Tuesday, January 09, 2007

Executive MBA MIS 2007

The Executive MBA MIS class starts on January 12th. It will be tracked by Disruption City 2007. Please amend your bookmarks.


mbsmis2007.blogspot.com

Manchester, Seattle and Shanghai

Manchester was the birthplace of the industrial revolution. It was the herald of the globalised, capitalist society that we know today. No other city better deserves the title "Disruption City." Disruption has been our business. We have lived it for good and ill. We are living it still.

And so it is that Manchester has an incredible track-record of achievement and influence. It can claim the invention of modern computing (see 'The Baby', 'The Manchester Mark 1' and Alan Turing), the railway, atomic theory, splitting the atom, the birth of the women's movement, the social theories of Marx and Engels and the co-operative movement. We might also cite Rolls-Royce, Marks and Spencer and The Guardian. Then again, we could talk about Manchester United (and City, Bolton, Wigan, Stockport, Oldham, Rochdale, Bury and Macclesfield), A Clockwork Orange, the Halle Orchestra, Coronation Street, and a track-record in modern youth culture (from the Bee Gees to The Smiths and Oasis). Open the lens a little more broadly and the North-West of England offers up The Beatles, Liverpool FC, Stan Laurel, William Wordsworth, ....

Manchester Business School (MBS) has its part in this history, with the work of Stafford Beer and Enid Mumford associated with the school. It is also the school where we learn through doing (see Manchester Method and also Reg Revans).

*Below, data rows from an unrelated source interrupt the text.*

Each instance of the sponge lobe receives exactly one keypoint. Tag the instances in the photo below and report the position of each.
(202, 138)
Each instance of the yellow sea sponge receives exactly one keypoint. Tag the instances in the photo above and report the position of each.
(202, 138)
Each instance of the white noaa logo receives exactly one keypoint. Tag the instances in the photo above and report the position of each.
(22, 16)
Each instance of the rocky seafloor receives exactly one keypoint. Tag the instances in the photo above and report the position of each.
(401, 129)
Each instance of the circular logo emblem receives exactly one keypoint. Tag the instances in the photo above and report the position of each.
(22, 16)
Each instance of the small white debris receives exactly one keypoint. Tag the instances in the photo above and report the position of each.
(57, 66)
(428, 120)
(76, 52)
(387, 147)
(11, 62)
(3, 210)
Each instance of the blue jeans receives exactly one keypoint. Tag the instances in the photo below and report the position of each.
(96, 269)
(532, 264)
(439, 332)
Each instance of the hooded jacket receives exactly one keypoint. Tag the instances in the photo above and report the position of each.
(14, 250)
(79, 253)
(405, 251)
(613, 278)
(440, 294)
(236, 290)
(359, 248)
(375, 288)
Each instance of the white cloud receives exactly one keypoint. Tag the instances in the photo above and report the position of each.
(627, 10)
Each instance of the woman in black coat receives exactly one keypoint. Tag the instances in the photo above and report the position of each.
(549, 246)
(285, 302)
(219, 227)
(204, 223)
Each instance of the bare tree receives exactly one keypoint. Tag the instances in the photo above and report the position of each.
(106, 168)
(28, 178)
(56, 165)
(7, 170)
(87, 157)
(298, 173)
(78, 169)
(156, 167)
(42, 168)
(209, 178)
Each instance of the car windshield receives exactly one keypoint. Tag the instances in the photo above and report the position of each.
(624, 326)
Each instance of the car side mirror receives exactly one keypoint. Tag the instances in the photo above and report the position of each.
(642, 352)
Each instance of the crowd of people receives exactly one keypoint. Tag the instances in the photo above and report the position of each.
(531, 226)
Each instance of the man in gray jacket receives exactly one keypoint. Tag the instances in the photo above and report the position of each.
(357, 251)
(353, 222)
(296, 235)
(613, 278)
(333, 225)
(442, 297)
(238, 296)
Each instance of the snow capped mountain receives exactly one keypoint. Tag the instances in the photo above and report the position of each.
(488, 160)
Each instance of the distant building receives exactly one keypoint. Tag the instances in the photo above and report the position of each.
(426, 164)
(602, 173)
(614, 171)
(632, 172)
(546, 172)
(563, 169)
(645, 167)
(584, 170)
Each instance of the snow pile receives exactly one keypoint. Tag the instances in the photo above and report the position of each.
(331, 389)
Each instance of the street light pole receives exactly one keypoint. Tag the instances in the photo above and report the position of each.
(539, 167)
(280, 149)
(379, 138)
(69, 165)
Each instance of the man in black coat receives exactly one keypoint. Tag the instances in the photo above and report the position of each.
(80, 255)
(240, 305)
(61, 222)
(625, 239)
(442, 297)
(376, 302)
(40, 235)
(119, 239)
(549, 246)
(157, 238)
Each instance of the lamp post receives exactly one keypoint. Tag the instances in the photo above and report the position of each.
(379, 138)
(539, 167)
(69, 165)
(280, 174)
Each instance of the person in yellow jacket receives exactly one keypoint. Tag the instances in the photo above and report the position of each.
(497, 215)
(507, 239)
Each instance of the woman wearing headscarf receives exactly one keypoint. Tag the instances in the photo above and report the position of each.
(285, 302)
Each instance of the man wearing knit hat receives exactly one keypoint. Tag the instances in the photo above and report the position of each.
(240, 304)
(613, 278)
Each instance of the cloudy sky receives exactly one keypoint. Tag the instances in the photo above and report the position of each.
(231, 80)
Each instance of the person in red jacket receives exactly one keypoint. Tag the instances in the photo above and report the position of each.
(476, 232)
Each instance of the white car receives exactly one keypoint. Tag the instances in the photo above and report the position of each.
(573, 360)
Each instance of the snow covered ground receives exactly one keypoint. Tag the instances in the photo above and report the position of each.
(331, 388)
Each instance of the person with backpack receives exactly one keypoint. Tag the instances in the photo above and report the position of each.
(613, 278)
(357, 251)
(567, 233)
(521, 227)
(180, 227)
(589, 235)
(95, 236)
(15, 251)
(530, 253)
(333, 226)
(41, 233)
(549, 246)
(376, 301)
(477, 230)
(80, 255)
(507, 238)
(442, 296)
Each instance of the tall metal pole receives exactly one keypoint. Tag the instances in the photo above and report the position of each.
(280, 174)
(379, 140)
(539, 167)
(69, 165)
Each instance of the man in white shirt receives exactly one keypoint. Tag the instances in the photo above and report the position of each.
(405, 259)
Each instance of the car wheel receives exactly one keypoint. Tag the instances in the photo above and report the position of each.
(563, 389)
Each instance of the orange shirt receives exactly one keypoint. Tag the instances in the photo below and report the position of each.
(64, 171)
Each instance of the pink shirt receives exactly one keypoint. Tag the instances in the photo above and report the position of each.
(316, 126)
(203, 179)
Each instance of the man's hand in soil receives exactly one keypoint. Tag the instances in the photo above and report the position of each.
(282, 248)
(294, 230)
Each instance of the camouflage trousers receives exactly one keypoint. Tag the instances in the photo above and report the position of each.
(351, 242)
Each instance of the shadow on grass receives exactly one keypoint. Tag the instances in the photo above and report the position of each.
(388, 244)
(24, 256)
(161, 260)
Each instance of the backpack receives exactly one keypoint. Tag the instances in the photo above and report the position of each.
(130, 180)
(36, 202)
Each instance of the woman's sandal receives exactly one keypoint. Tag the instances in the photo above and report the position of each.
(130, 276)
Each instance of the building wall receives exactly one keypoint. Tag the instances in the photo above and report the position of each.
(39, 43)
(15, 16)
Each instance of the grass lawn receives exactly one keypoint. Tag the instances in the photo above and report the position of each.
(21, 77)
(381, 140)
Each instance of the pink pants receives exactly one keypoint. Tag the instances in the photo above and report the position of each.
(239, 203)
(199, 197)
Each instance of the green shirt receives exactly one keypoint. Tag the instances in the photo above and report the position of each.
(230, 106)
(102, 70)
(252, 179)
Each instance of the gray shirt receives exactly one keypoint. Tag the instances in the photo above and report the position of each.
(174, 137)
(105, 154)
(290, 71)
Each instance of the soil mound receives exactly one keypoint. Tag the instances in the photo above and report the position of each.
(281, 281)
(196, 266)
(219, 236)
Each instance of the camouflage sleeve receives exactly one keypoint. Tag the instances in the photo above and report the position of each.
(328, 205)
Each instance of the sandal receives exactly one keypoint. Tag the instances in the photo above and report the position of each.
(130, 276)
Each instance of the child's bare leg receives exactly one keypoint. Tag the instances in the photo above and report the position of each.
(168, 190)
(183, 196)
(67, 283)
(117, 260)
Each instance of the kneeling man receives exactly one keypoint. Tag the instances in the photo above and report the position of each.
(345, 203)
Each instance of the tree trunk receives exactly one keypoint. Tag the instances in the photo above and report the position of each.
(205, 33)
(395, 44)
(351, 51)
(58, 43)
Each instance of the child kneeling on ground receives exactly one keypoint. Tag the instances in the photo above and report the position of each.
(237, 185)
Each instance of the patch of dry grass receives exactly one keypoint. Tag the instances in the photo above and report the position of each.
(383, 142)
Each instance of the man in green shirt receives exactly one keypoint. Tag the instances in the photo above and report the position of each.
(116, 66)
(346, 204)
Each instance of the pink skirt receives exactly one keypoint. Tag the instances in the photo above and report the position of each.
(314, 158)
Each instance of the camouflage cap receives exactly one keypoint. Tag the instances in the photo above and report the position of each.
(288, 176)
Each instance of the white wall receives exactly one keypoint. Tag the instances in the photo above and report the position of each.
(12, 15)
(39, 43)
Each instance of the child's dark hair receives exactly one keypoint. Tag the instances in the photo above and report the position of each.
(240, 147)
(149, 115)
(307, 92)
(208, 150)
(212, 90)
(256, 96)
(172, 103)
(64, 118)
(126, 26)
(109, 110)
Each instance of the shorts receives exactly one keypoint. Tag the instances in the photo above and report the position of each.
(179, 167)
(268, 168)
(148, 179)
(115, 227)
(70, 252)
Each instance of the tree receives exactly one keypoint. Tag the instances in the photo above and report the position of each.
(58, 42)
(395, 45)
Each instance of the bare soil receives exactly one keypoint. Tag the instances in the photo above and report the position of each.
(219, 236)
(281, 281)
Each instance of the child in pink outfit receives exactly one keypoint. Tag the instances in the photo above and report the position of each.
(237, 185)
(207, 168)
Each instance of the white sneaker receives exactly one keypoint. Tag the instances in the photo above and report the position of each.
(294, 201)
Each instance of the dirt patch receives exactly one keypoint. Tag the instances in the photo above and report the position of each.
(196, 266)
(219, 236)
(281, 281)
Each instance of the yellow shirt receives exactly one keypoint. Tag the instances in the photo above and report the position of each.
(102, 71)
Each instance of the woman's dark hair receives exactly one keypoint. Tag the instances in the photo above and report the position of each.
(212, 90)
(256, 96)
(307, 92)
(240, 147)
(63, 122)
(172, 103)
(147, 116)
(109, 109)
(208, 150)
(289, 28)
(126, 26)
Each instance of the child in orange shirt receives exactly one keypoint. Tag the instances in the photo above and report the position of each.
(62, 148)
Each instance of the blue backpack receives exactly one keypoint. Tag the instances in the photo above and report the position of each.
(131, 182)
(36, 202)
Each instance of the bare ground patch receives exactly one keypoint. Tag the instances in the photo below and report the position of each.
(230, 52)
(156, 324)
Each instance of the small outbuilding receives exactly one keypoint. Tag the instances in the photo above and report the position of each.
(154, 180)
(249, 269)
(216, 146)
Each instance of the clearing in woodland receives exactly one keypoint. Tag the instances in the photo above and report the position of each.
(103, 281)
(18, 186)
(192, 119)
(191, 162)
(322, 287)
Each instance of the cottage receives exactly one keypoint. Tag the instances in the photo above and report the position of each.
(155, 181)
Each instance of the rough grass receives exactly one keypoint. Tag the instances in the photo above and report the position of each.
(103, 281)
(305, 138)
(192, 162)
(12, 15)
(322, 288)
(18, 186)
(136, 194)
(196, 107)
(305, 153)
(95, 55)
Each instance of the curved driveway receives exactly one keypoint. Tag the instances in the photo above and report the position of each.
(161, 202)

Today, we introduce new thinking about the new age we live in. This blog is used as part of the MBA MIS course here in MBS. Of course, today, we live in a global, networked economy. To understand where new technology is taking us, we have to look to places like Seattle, Shanghai, Bangalore, Palo Alto and Walldorf. It is a new age, still just beginning, and it promises to leave old ideas redundant and new ideas ascendant.

The course starts with the ideas of Clayton Christensen, Ronald Coase & Larry Downes and Chunka Mui. Along the way, we will encounter many more like Geoffrey Moore, James Surowiecki, Raymond Kurzweil and Stafford Beer.

Perhaps there is no better promontory from which to study the global village in its information age than that provided by Manchester. Welcome!